Da nun Bild und Ton idealerweise ein stimmiges Gesamtkunstwerk ergeben sollen, widmen wir uns nun dem Score. Und hier kommen David Reichelt und Martha Bahr aka Panic Girl ins Spiel. David Reichelt verantwortete als Komponist nun schön diverse Produktionen. Hier sei auf den Score zu den Serien „Hindafing“, „Tage, die es nicht gab“ und „Tatort: Dreams“ verwiesen. Mehr am Ende des Interviews.
Martha Bahr aka Panic Girl hatten wir 2017 schon zum Interview. In der Zwischenzeit ist eine Menge passiert. Aber hier machen wir mal elegant einen Bogen und landen punktgenau bei Synthesizern, ARP 2600 und Filmmusik im allgemeinen und speziellen.
An dieser Stelle herzlichen Dank an Martha und David für Zeit und die Beantwortung der Fragen.

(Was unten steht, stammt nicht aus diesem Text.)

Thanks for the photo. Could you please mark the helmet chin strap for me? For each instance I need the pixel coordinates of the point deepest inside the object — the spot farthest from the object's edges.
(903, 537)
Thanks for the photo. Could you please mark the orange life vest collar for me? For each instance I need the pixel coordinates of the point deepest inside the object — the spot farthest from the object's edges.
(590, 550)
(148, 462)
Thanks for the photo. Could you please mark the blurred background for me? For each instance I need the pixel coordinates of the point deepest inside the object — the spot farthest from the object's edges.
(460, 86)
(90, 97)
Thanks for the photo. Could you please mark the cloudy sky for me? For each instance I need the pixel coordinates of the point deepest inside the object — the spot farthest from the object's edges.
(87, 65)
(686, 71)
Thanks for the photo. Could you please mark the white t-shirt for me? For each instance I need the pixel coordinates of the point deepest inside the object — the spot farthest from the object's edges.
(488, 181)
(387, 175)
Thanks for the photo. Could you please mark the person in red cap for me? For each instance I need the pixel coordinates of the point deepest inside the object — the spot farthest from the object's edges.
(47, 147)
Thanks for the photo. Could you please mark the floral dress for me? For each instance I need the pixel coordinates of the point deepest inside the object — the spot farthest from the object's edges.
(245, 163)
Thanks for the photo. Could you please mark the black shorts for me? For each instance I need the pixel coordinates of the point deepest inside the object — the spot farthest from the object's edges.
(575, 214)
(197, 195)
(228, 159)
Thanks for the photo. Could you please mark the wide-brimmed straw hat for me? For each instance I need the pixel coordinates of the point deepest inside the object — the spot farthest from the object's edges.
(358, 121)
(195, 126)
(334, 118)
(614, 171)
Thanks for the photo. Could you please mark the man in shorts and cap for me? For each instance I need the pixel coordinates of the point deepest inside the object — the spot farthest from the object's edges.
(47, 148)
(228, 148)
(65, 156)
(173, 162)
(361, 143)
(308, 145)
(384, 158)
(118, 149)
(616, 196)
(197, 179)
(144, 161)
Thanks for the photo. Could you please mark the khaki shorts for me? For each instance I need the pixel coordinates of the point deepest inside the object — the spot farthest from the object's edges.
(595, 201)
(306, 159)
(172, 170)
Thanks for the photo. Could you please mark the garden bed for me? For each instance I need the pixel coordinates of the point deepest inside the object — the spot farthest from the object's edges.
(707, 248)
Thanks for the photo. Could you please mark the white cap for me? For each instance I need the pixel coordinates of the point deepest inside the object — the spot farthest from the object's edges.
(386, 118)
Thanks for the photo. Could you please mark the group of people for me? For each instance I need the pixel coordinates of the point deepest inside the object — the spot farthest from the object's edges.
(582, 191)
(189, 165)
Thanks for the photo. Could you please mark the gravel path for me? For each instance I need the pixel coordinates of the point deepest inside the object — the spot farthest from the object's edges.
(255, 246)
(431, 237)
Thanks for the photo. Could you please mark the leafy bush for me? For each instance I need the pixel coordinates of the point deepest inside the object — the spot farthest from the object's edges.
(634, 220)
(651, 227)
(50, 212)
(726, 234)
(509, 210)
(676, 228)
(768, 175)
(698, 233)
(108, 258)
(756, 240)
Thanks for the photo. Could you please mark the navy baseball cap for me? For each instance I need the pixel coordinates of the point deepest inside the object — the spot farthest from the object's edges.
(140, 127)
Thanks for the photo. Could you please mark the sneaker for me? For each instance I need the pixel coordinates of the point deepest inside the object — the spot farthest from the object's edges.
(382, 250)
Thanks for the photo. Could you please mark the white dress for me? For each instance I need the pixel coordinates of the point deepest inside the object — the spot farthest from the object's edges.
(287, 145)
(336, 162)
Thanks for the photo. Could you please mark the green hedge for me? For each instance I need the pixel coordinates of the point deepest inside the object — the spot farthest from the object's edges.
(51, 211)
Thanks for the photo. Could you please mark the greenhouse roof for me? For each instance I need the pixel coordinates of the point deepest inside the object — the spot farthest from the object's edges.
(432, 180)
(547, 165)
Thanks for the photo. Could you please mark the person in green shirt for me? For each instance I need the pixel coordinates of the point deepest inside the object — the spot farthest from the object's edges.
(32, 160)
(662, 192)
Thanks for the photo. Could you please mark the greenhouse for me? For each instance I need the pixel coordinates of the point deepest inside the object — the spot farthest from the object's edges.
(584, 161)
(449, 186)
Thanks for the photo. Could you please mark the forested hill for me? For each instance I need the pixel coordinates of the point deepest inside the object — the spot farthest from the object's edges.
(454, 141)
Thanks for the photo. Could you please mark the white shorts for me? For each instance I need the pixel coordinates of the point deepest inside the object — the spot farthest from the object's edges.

Interview mit den Komponisten David Reichelt und Martha Bahr
Toby:
Ich habe grad noch mal die Netflix Chart bemüht, der Film ist jetzt eine Woche veröffentlicht und auf Platz 2 der globalen Charts, da kann man euch nur gratulieren.
David/Martha:
Vielen Dank!
Toby:
Wie kam es zu eurer Zusammenarbeit bei Paradise? Es ist ja so, dass Synthesizer-Musik in deutschen Filmen eher unterschwellig wahrzunehmen ist. Und für mich scheint es so, dass hier gerne ein Bogen darum gemacht wird?
David:
Ich wurde sehr früh für das Projekt angefragt, da ich bereits mit dem Regisseur und der Produktionsfirma schon mehrfach zusammengearbeitet hatte. Netflix hatte darum gebeten, dass das Musik-Team auch noch weibliche Unterstützung bekommt. Das fand ich ziemlich cool, dass gerade die großen Streamer wie Netflix auf Gender-Gerechtigkeit achten. Für mich hat sich in Bezug auf dieses Projekt dadurch nochmal viel verändert, da ich ja normalerweise, wie du auch an meinen Referenzen gesehen hast, immer allein an der Musik sitze, Sound-Konzepte und Musik ausarbeitete und umsetze. Das hat mir ein neues Fenster eröffnet. Ich habe viel darüber nachgedacht, was der größte Zugewinn für die Musik wäre und dadurch bin ich auf Martha gekommen. Es war auch ganz leicht zu sagen “Hey, das wird super funktionieren.” Es ergibt immer Sinn, mit Leuten aus anderen Bereichen zu arbeiten, die einem einen neuen Blickwinkel eröffnen, die Experten auf einem Gebiet sind, auf dem man sich zwar selbst auskennt, aber lange nicht das umsetzen kann, wie in diesem Fall Martha im Bereich der Synthesizer.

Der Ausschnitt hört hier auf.